Friday, October 17, 2008
And they lived happily ever after...
We had a good old-fashioned happy ending at our house last night.
It started when I called Dean as he was driving home from work and heard what sounded like either a newborn baby or a bleating sheep in the background. Turns out it was neither; it was a kitten. A very bedraggled, dingy, clumpy-haired, ear-mite-laden, burrs-in-the-fur kitten. Dean was merging from one highway to another, a four lane affair, when he saw this tiny gray ball of helplessness making its way across traffic. It had made it one lane and cars were swerving and braking and it was trying to get across the other three. It was not going to happen. Dean swerved in front of him and hit the brakes knowing it would either scare him under the oncoming wheels in the other lanes, or back to the shoulder. Thank God, it was back to the shoulder where Dean could chase him down and scoop him up.
Now, mind you, we are currently the proud owners of two elderly male cats whom we have become rather disenchanted with due to their chronic problems: puking, almost invariably on the carpet, though two-thirds of the house is hardwood floors, and peeing in frowned upon locations like the baby's bouncy seat or Frankie's play tent.
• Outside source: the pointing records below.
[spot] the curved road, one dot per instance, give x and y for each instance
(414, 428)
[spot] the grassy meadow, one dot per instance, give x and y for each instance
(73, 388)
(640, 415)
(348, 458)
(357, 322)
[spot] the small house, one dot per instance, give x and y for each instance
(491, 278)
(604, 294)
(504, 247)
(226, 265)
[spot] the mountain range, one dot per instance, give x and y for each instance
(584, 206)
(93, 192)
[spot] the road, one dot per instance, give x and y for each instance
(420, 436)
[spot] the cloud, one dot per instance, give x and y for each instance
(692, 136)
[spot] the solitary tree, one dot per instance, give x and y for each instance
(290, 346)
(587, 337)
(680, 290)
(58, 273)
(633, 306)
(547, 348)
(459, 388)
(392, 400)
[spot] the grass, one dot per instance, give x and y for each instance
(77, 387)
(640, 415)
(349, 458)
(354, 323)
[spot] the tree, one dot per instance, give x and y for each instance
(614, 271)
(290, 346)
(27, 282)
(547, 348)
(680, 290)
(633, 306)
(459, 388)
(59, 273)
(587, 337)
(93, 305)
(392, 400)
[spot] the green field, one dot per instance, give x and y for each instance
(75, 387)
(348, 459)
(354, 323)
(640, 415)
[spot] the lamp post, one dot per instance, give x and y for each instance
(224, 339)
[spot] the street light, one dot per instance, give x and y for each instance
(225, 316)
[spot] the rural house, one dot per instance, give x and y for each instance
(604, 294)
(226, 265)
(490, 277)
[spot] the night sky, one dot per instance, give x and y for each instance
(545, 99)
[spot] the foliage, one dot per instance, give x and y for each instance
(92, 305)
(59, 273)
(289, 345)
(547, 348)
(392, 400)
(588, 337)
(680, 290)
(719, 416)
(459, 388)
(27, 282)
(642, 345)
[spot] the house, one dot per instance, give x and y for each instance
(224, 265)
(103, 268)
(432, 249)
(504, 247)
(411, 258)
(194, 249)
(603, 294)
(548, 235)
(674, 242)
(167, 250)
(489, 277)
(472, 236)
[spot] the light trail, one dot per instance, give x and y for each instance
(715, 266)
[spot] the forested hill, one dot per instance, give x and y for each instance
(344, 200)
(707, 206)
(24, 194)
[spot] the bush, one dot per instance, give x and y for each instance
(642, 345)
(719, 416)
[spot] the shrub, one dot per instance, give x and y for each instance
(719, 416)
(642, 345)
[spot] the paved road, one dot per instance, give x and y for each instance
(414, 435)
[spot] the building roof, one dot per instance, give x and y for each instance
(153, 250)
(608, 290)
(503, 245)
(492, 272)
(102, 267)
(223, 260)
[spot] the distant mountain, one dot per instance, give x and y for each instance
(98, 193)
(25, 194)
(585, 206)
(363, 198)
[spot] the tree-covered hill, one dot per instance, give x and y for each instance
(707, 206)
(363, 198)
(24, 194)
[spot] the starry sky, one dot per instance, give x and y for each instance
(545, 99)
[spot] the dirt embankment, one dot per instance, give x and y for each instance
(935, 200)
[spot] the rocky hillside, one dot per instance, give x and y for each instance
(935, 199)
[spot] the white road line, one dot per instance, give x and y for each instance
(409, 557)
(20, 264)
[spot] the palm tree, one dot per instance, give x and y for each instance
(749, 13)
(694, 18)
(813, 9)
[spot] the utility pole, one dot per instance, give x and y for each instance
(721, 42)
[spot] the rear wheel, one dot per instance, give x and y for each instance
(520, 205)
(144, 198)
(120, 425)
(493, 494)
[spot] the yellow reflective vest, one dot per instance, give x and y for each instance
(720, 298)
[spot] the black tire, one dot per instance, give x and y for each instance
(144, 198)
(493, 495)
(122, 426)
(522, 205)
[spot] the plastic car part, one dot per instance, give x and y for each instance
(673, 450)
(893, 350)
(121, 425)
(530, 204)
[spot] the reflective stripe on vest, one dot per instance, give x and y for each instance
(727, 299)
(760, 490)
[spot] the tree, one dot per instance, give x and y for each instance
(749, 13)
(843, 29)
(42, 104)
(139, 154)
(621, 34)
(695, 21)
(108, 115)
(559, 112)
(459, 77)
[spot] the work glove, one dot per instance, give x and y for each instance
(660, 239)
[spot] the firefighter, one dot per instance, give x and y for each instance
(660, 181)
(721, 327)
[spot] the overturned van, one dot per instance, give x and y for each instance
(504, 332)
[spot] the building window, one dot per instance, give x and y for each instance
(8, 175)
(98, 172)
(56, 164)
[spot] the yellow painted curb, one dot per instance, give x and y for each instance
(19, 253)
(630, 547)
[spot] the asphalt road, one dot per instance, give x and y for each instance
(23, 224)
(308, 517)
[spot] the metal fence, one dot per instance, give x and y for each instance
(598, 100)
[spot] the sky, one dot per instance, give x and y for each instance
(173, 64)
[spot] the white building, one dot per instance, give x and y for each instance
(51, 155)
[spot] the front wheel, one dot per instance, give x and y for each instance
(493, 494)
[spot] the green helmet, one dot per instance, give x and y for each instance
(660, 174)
It got so bad that we no longer allow them access to anything in the house but the basement, and try to remediate all this bad pet-parenting by letting them roam the backyard and petting them out there. Of course, since it has been their fondest dream to escape into the wild and woolly outdoors for years, they now scratch pitifully at the glass doors and meow furiously begging to be let back inside. Poor Gage and Malcolm, how the mighty have fallen (And Mills and Catee, before you call us in righteous indignation, Gage a.k.a. Buddy is the culprit in most of the urination infractions).
Lest we sound cold hearted that we didn't want this new kitten and we force our precious felines to sleep in the basement and roam around the backyard where once they slept like kings on our pillows at the head of the bed, we do have a long history of kind animal behavior. Dean alone rescued a good dozen dogs when we lived in West Virginia. He'd go out for a run while I'd do more sensible things like read novels, and then he'd come back to the house with large dogs held in his arms. I'd be like, Dean, for the love of humanity, do you have some sort of canine pheromone you are emitting?. Then I'd shake my head and let him get on with the thing he really wanted to do with them: give them a bath. All stray animals that come in our home are there for maaaaaybe 5 nanoseconds before Dean has them in warm water and is shampooing them with coconut shampoo. Sometimes he even blowdries. We had black fluffy dogs, small fat dogs covered in ticks, large Great Dane/Dalmation hybrids that thought they were lap dogs, you name it, Dean wrestled it into the bathtub. We had a permanent plywood sign painted with big red letters that read "DOG FOUND." We had to haul it out at least once a week.
Unfortunately, our family's love and sympathy for animals has sometimes steered us astray. My dad, at my mother's behest, risked a prison term kidnapping one of our dogs from my grandma's next door neighbors. He was chained up, malnourished, and unloved, but still, this was almost in the Upper Peninsula of Michigan, and those yoopers defend their property with firearms. Then there's the time Dean and I stole a cat from our West Virginia neighbors since he was underfed and under appreciated. I just let him in one day and closed all the curtains for a month or two. I figure since they never asked about him, they must not have cared all that much. My sister and her husband once tried to rescue what she insisted was a stray cat on the side of a California highway, but was, in fact, a puma, as Matt found out from the hissing and muscular forelegs when he tried to capture it. I'd say the peak of our misbehavior was when Dean and my sister took in a poor stray cat from Molly's condo complex, made signs and posted them around the neighborhood, transported him from Ann Arbor to Muskegon, and then found out they had taken him from the owner's front yard. No wonder Pearl looked so healthy and unafraid of humans.
I digress. The night Dean found the kitten, he was about ready to call a divorce lawyer since he had worked twelve hours and then came home to find out that I had arranged a spontaneous playdate, and, oh, could he please vacuum the entire first floor and straighten as he goes. But my friend, Cathy, when she walked in the front door the next morning, said the magical words, the words that were like an audible answer to my prayers: "My daughter has been really wanting a cat." SOLD! We packed him up and sent him home with one happy seven-year-old, but not, of course, before Dean had given him a bath. Which was good, because he didn't keep his whites very white.